Wednesday, May 16, 2012

Walker's Total Flip On Job Data

When the official job surveys went his way, he loved the reports:

Gov. Scott Walker touted the best job numbers since he took office in January by traveling to Milwaukee to deliver them in person, a departure from the state's custom of issuing the monthly jobs report in a news release.
Now that the year-long trend using those reports left Wisconsin as the worst-performing state in the country, Walker spins out a different take as as recall defense, and - - Presto! - -  the figures and discussion change by 57,000 jobs.

I'm expecting soon a news release from Walker's Department of Health Services that claims obesity is actually down in Wisconsin because the new state standard for "obese" has been raised by 100 pounds.
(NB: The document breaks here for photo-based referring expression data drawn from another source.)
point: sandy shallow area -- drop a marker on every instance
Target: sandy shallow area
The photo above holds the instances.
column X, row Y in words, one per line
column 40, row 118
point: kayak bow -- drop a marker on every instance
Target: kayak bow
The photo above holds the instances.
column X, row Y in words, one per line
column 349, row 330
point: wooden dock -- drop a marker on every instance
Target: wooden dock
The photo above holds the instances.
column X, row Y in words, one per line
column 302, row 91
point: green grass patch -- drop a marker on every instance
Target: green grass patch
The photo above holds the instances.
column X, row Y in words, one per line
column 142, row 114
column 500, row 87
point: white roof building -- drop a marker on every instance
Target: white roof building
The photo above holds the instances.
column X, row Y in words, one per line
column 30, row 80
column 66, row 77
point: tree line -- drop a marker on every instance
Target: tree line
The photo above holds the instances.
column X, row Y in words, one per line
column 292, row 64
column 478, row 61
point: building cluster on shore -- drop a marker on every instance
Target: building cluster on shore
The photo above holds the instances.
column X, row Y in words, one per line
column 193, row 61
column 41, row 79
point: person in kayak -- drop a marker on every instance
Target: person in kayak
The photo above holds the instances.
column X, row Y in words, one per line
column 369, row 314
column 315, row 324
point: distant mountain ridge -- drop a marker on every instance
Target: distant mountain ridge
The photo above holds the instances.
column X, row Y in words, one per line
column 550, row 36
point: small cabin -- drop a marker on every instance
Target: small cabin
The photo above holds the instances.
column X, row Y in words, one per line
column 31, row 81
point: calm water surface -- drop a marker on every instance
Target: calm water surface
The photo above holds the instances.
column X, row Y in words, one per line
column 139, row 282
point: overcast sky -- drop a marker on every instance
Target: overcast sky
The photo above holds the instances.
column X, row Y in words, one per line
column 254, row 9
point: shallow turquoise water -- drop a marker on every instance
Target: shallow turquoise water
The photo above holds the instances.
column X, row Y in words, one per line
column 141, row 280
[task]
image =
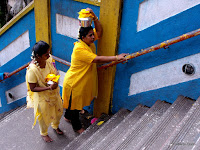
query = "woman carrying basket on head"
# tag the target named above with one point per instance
(80, 83)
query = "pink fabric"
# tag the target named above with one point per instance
(93, 120)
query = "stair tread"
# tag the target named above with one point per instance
(143, 126)
(187, 133)
(106, 129)
(93, 128)
(166, 125)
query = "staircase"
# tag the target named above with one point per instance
(164, 126)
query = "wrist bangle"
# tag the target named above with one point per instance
(95, 19)
(117, 58)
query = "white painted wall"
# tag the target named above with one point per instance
(14, 48)
(67, 26)
(153, 11)
(164, 75)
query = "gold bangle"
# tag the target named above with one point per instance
(95, 19)
(117, 58)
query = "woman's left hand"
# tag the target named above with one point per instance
(54, 85)
(122, 56)
(91, 11)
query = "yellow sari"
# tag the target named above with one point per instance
(47, 104)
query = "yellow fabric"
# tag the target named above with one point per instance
(52, 77)
(81, 78)
(47, 104)
(84, 14)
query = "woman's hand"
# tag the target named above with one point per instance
(91, 11)
(53, 86)
(121, 57)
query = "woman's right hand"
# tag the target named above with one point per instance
(53, 86)
(122, 56)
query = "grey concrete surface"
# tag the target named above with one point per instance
(16, 133)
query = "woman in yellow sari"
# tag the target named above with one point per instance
(45, 99)
(80, 82)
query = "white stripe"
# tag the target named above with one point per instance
(14, 48)
(67, 26)
(153, 11)
(164, 75)
(62, 76)
(17, 92)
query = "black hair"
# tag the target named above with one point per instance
(83, 31)
(40, 48)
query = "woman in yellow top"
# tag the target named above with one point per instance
(80, 82)
(45, 100)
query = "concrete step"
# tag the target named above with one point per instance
(187, 133)
(127, 126)
(159, 134)
(17, 133)
(142, 127)
(94, 127)
(98, 136)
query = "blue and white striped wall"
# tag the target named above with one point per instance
(15, 51)
(157, 75)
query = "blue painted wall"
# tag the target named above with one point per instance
(132, 41)
(25, 23)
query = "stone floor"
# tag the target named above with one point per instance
(16, 133)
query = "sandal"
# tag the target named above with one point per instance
(47, 139)
(58, 131)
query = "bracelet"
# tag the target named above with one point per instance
(117, 58)
(95, 19)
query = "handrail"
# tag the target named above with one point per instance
(153, 48)
(26, 65)
(61, 61)
(130, 56)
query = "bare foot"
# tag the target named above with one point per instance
(47, 139)
(80, 131)
(58, 131)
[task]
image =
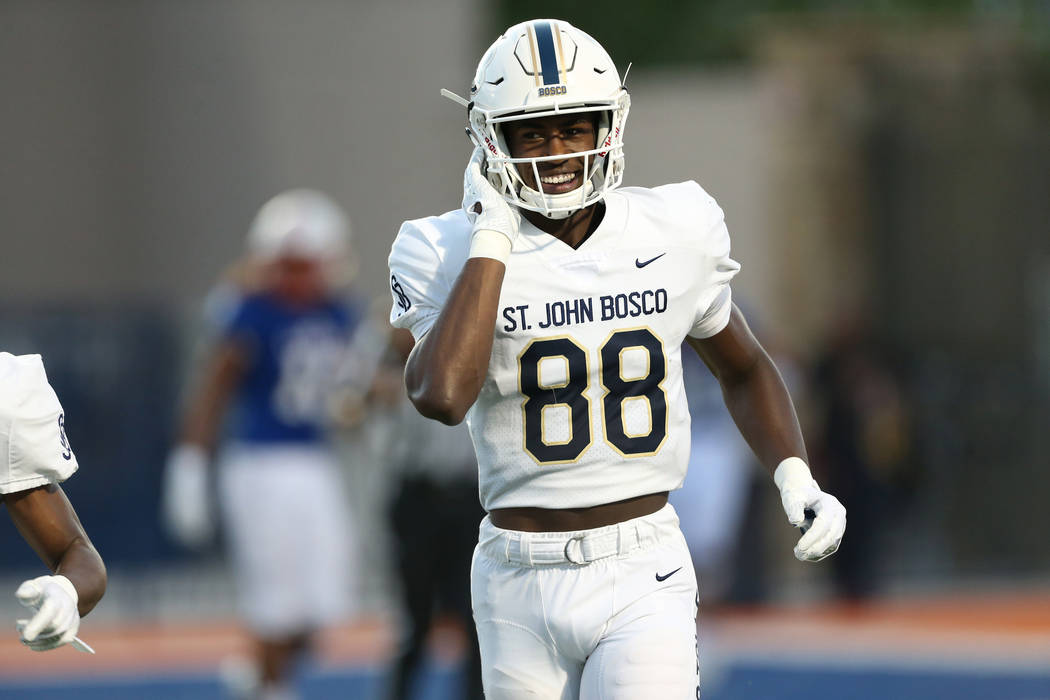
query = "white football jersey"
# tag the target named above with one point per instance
(584, 401)
(34, 448)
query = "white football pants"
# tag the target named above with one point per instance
(290, 536)
(603, 614)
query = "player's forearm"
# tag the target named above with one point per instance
(760, 405)
(446, 369)
(83, 567)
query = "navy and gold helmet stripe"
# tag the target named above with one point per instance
(544, 47)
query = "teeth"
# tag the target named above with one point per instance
(558, 179)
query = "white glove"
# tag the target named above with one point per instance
(496, 223)
(186, 504)
(798, 493)
(56, 619)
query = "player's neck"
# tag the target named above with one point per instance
(572, 230)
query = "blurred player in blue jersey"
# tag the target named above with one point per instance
(282, 346)
(35, 457)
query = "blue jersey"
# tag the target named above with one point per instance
(294, 358)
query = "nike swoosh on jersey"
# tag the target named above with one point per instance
(666, 576)
(652, 259)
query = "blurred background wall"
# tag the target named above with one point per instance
(883, 169)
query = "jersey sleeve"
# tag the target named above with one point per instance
(243, 323)
(34, 447)
(715, 301)
(418, 285)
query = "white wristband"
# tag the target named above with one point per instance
(792, 469)
(491, 245)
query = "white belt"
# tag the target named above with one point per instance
(582, 547)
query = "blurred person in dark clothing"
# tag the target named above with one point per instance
(863, 447)
(435, 514)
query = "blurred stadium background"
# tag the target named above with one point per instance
(883, 166)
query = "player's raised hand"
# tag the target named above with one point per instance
(56, 620)
(186, 503)
(488, 211)
(799, 492)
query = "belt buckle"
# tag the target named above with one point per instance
(568, 555)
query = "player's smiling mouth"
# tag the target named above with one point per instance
(558, 183)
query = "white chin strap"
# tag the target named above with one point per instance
(557, 206)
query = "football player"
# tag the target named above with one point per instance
(36, 458)
(282, 342)
(549, 312)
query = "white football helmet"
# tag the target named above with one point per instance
(543, 68)
(299, 223)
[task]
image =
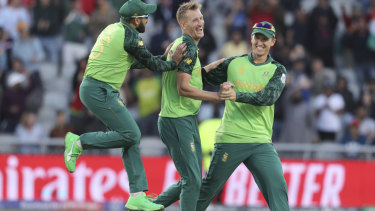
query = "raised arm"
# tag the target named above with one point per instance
(134, 45)
(213, 75)
(266, 96)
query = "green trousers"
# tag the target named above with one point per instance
(263, 163)
(181, 136)
(105, 102)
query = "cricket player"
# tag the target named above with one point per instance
(244, 135)
(118, 49)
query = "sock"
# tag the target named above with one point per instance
(79, 143)
(136, 194)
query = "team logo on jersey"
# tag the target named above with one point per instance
(188, 61)
(225, 157)
(283, 78)
(266, 73)
(192, 146)
(240, 71)
(120, 102)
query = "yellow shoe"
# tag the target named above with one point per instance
(72, 151)
(141, 203)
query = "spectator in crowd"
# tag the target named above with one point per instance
(29, 132)
(356, 40)
(236, 19)
(13, 102)
(47, 21)
(353, 140)
(75, 35)
(13, 15)
(299, 121)
(61, 127)
(28, 49)
(300, 27)
(320, 37)
(236, 46)
(346, 93)
(33, 85)
(3, 54)
(366, 124)
(161, 40)
(371, 92)
(103, 15)
(163, 14)
(328, 108)
(320, 76)
(367, 101)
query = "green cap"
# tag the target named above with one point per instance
(136, 8)
(265, 28)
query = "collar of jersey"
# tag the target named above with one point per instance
(124, 23)
(189, 39)
(251, 59)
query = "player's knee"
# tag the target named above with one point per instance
(133, 136)
(196, 184)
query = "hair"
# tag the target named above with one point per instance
(191, 5)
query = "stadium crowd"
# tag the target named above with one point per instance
(327, 46)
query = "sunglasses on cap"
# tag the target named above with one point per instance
(264, 26)
(140, 16)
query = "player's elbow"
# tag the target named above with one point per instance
(183, 91)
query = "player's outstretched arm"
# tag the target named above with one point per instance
(186, 90)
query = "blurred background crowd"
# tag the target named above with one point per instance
(327, 46)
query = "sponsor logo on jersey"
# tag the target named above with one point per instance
(241, 69)
(188, 61)
(120, 102)
(248, 86)
(192, 146)
(225, 157)
(283, 78)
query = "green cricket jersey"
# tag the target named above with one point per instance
(258, 86)
(172, 104)
(118, 49)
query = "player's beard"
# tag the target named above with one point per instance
(141, 28)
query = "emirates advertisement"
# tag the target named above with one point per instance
(103, 179)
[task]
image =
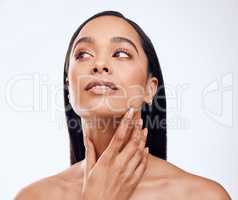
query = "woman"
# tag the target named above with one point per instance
(111, 65)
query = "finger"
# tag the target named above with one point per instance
(90, 154)
(139, 171)
(119, 137)
(128, 152)
(144, 133)
(134, 162)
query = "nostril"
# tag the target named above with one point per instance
(105, 69)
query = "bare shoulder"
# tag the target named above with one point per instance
(184, 185)
(201, 187)
(59, 186)
(48, 187)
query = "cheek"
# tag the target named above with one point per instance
(133, 83)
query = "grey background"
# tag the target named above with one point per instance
(196, 42)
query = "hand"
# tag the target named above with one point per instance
(120, 168)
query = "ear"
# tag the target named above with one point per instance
(151, 88)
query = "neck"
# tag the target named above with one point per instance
(100, 130)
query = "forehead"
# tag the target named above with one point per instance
(105, 27)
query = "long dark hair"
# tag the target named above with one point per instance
(151, 114)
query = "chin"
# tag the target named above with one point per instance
(103, 111)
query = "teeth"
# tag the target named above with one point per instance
(102, 87)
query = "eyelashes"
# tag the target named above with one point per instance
(80, 53)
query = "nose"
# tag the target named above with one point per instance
(100, 67)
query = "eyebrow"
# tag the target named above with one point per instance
(117, 39)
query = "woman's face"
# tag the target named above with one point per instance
(108, 49)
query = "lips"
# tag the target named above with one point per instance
(109, 84)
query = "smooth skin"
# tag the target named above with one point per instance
(109, 173)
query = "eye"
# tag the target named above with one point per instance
(123, 52)
(80, 55)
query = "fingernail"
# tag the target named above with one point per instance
(147, 149)
(145, 132)
(130, 113)
(140, 122)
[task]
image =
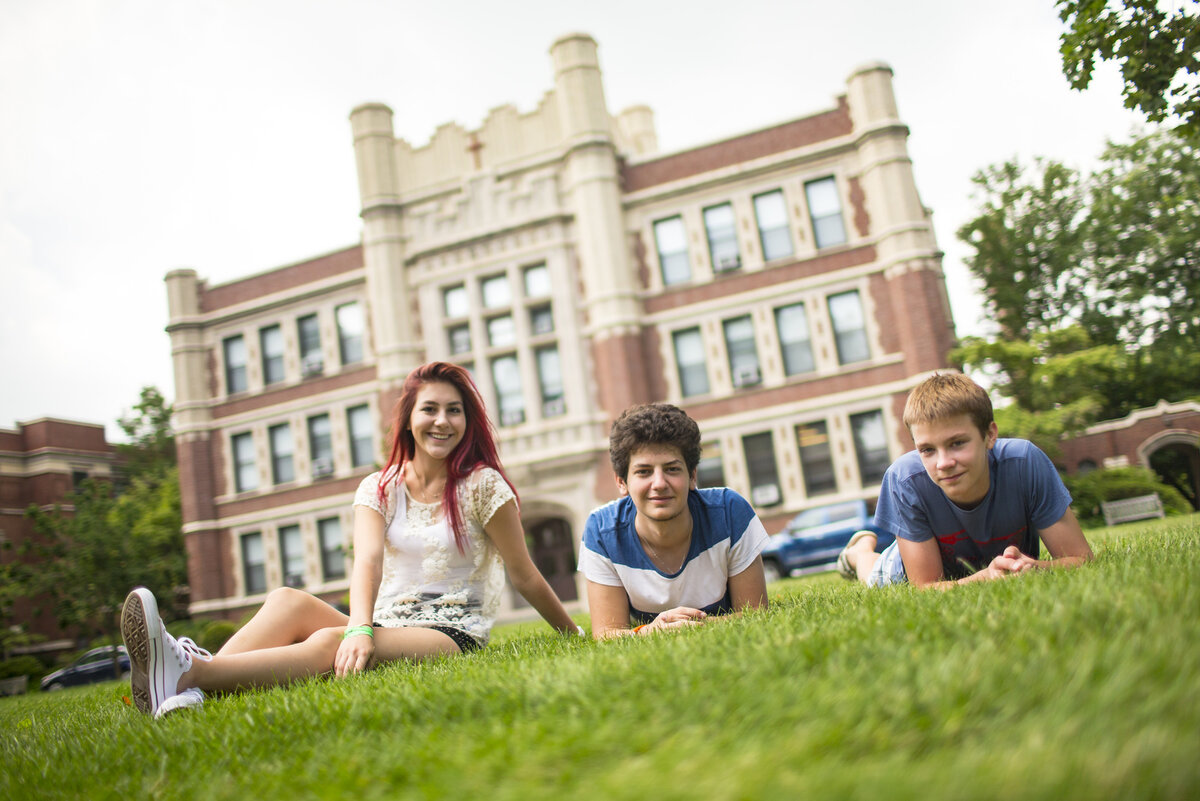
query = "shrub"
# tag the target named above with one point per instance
(22, 666)
(215, 634)
(1116, 483)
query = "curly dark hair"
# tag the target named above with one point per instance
(653, 423)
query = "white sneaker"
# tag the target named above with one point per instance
(189, 698)
(156, 658)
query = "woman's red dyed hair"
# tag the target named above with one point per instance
(477, 449)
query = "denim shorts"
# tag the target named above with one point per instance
(888, 567)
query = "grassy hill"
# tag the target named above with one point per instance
(1074, 685)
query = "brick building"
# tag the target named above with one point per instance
(41, 462)
(1140, 439)
(784, 285)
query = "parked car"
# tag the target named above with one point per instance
(811, 541)
(94, 666)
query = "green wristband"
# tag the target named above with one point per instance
(359, 630)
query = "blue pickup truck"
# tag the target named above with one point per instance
(811, 541)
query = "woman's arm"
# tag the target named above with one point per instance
(507, 534)
(357, 652)
(610, 614)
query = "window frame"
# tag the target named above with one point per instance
(277, 457)
(232, 368)
(819, 222)
(244, 468)
(723, 262)
(271, 336)
(786, 227)
(697, 368)
(673, 260)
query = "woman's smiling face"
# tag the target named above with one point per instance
(438, 420)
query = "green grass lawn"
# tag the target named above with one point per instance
(1074, 685)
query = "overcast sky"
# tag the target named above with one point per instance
(142, 136)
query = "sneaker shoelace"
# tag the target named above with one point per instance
(186, 650)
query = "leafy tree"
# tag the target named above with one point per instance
(151, 446)
(102, 542)
(1157, 47)
(1095, 281)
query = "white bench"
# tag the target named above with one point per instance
(1132, 509)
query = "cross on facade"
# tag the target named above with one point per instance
(474, 148)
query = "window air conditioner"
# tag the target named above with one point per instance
(730, 262)
(765, 495)
(747, 377)
(312, 365)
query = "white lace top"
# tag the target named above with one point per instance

Says the Journal Sentinel about Walker's jobs 'discovery:'
In an unusual effort to rebut bad news on the jobs front, the Walker administration is speeding up release of new numbers showing job gains rather than job losses in Wisconsin last year.

The numbers come from a source familiar to many economists but one that hasn't figured until now in the state's highly politicized jobs debate heading into the June 5 recall election: the Quarterly Census of Employment and Wages.

The new figures, provided to the Journal Sentinel on Tuesday, cover the final three months of 2011.
State officials said they show a gain of 23,321 jobs (public and private) between December 2010 and December 2011, which represents Gov. Scott Walker's first full year in office.

That stands in sharp contrast to a commonly used and widely reported monthly jobs measure, the Current Employment Survey, which earlier this year showed an estimated loss of 33,900 jobs in Wisconsin for the same 12-month period.
This thread is cross-posted at Purple Wisconsin, fyi.